Last weekend my son, Tyler, and his sweetheart, Heather, exchanged wedding vows and began their life partnership. It was beautiful; to say the least.
This photo was taken by The Lovely Lens Photography in St. Louis, Missouri.
 Do not crop or edit this photo in any way.


This afternoon as I sit relaxing under a tree, I’m thinking of all that has come to pass. It’s as though it happened in a blink of an eye. Some things I simply didn’t see and many are a blur.

When I say the wedding was beautiful I don’t mean the bride. She was beyond beautiful. Her everyday beauty, inside and out, is breathtaking. However, on their wedding day she was simply stunning. You could not take your eyes off of her.

Only a few pictures from their photographer, Tammi Camp of The Lovely Lens Photography in St. Louis, Missouri (whom I highly recommend) have been revealed. The other photos I have seen are from family and friends. Looking through those photos I have found myself saying, “I didn’t see that!” or “Where was I?” or “I don’t remember that!” And in my small realm of a mind it’s hard to grasp that those moments happened and I didn’t see or experience them. Especially on the wedding day of my only child.

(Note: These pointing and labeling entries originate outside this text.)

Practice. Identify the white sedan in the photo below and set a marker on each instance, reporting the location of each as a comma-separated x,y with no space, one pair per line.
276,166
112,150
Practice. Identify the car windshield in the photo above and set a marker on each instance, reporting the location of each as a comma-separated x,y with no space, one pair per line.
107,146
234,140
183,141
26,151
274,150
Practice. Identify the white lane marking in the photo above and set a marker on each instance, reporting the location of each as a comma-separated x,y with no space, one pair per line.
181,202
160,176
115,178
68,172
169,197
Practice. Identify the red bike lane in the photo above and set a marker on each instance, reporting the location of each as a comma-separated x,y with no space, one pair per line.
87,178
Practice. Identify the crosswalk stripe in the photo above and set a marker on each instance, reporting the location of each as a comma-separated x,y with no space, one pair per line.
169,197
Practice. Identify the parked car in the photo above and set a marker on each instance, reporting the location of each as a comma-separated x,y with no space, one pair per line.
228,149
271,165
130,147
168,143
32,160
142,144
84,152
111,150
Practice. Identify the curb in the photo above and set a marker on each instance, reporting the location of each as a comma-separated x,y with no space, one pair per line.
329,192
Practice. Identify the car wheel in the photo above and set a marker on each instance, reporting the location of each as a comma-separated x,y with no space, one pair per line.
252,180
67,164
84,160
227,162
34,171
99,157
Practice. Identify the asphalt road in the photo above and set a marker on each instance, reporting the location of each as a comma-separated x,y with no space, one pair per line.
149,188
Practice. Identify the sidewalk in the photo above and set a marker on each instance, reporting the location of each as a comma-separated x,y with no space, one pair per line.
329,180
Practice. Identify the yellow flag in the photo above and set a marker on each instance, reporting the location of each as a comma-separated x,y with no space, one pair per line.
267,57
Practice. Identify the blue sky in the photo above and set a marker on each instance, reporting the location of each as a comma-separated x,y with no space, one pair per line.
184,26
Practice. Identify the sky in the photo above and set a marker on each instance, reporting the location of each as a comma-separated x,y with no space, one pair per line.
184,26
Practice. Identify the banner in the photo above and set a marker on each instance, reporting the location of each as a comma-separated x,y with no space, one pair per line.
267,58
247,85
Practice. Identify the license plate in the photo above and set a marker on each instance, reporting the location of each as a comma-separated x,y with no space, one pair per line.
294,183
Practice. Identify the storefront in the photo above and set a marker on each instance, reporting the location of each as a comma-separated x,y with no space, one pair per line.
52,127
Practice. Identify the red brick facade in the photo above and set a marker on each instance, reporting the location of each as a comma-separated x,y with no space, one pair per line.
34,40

I don’t have the best memory in the world, but is it possible our minds get so overloaded we literally don’t remember? Before arriving in St. Louis for the wedding my mind was already in a world of chaos. Living states away I simply was not able to be a part of the things I wanted and desired to be part of. I’m sure if I say, “Little girls dream of their wedding day all their lives” you know exactly what I mean. Well, a Mom dreams of things for her children’s wedding day as well.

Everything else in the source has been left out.